I cried in a Torrid changing room once. Not because something didn’t fit. Because I caught a glimpse of the back of my head in that brutal three-way mirror and just… stood there. Didn’t move. Held my breath like if I stayed still enough the reflection would change. It didn’t.
That was over ten years ago now. I hadn’t told anyone what was happening with my hair at that point. Not properly. My hair stylist had started making comments, little observations I wasn’t sure how to respond to, the kind that land somewhere between concern and observation and just make you want to cancel your next appointment and never go back. I mentioned it to my mom once, properly said the words out loud, and she came back a week later with some Avon Biotin her friends at Bingo swore by. I went to the doctor. He told me to just relax more. Stress, he said. As if I wasn’t stressed because of the hair. And I really, really needed someone to take me seriously.

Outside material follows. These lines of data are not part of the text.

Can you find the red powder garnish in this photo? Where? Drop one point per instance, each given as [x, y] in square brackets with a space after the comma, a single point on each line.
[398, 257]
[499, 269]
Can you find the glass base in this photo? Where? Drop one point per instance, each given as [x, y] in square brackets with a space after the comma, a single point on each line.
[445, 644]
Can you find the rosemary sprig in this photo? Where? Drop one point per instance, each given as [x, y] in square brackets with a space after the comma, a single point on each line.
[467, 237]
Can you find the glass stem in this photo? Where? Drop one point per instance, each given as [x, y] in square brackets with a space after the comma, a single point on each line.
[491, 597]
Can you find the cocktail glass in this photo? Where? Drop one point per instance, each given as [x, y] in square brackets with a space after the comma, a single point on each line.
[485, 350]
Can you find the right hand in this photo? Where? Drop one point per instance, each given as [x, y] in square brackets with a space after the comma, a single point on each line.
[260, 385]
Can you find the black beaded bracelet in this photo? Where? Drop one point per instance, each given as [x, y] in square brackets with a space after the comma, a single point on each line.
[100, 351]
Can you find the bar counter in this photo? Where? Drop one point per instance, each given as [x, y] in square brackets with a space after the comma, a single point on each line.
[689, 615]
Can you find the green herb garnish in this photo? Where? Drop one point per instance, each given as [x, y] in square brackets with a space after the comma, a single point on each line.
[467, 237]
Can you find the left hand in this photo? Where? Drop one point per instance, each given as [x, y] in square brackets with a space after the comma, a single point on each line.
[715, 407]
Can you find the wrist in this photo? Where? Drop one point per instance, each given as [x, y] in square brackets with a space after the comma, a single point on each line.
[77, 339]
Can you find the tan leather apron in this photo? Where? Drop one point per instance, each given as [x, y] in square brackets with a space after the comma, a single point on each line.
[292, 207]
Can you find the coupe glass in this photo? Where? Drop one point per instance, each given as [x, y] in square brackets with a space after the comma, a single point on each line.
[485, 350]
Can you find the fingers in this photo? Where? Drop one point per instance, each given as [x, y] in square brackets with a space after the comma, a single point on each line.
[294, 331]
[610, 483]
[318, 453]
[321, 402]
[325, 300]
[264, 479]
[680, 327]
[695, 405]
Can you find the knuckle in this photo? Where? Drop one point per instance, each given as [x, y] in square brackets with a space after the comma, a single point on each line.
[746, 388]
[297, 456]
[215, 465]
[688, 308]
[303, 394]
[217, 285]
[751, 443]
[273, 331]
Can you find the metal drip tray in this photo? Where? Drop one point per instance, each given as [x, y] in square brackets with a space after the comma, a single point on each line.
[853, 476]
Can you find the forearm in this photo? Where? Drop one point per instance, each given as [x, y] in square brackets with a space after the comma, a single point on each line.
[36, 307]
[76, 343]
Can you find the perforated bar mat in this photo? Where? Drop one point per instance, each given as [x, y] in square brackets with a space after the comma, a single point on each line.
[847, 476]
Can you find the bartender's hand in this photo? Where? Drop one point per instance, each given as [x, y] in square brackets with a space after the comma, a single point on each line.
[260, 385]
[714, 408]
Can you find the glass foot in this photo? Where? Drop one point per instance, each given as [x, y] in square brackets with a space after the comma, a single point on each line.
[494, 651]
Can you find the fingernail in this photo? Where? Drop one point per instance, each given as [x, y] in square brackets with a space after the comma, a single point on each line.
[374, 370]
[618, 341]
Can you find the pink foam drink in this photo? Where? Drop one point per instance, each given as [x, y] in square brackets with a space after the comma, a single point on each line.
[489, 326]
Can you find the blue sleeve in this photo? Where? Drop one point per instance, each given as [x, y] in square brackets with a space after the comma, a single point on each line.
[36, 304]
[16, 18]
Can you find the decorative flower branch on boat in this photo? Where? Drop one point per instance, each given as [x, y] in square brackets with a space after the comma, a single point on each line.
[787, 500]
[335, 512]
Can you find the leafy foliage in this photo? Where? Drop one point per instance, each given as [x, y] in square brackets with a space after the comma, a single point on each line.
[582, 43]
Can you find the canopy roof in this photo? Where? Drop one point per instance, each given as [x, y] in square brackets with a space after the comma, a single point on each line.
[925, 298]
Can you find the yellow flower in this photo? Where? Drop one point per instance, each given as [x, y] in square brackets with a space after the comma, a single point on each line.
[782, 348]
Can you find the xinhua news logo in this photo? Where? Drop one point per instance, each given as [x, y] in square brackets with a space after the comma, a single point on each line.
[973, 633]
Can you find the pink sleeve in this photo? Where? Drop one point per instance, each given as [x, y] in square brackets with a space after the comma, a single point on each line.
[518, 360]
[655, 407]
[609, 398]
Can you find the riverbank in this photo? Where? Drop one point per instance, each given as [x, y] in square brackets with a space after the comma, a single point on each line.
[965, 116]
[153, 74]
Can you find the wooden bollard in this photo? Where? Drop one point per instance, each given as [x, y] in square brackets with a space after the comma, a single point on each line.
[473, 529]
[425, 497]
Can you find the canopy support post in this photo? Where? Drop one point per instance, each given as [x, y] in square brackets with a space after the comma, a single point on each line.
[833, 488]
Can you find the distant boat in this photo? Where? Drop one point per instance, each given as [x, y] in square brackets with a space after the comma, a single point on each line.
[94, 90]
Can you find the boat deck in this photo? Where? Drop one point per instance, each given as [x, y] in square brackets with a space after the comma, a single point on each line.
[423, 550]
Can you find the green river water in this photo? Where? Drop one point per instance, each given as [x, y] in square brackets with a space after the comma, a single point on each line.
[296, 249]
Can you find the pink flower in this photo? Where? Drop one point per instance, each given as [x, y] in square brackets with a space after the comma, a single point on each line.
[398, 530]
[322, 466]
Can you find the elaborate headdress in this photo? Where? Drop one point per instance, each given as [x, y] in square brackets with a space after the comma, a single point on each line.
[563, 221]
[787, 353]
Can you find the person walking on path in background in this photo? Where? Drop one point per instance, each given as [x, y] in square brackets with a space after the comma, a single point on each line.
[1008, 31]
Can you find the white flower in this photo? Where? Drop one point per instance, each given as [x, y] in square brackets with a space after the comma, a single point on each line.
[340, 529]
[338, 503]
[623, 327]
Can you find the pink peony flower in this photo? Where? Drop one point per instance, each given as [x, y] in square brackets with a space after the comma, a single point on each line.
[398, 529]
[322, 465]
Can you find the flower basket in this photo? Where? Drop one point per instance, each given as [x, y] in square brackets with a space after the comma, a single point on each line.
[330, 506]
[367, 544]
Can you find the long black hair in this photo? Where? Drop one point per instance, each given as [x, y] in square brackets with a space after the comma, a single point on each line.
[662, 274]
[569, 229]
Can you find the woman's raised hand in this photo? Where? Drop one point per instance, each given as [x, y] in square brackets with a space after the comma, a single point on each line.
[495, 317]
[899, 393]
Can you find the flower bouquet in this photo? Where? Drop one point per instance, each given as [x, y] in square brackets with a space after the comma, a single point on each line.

Hair loss is talked about a lot in terms of what you can do about it. Products, treatments, toppers, wigs, regimens. I’ve written about all of that myself. But what I don’t see talked about nearly enough is the bit that happens before any of that. The bit that happens in a Torrid changing room with a three-way mirror that shows you everything. The bit that happens at 11pm when you’re sat on the bathroom floor with a clump of hair on your hand wondering if you’re being dramatic or if something is genuinely, actually wrong.
You’re not being dramatic. I promise.
It hits different when it’s your hair
Hair is so loaded. I know that sounds obvious but I don’t think we fully reckon with how much identity, femininity, confidence and control we’ve tied up in it until it starts going. And then it’s like, oh. Oh, this is what that was doing.
I remember thinking I wasn’t allowed to be as upset as I was. Like I’d be upset and then immediately follow it up with some internal voice going it’s just hair, people have actual problems. Which, yes, technically. But also that voice is not helpful and you’re allowed to tell it to shut up.
Because here’s the thing. It’s not just hair. It’s the way you move through the world. It’s the version of yourself you’ve always seen in photos. It’s the thing you’ve been able to rely on even on a bad face day. Losing it, or watching it thin, or finding it in the shower drain in quantities that make your stomach drop, that’s a grief. An actual grief. And you’re allowed to treat it like one.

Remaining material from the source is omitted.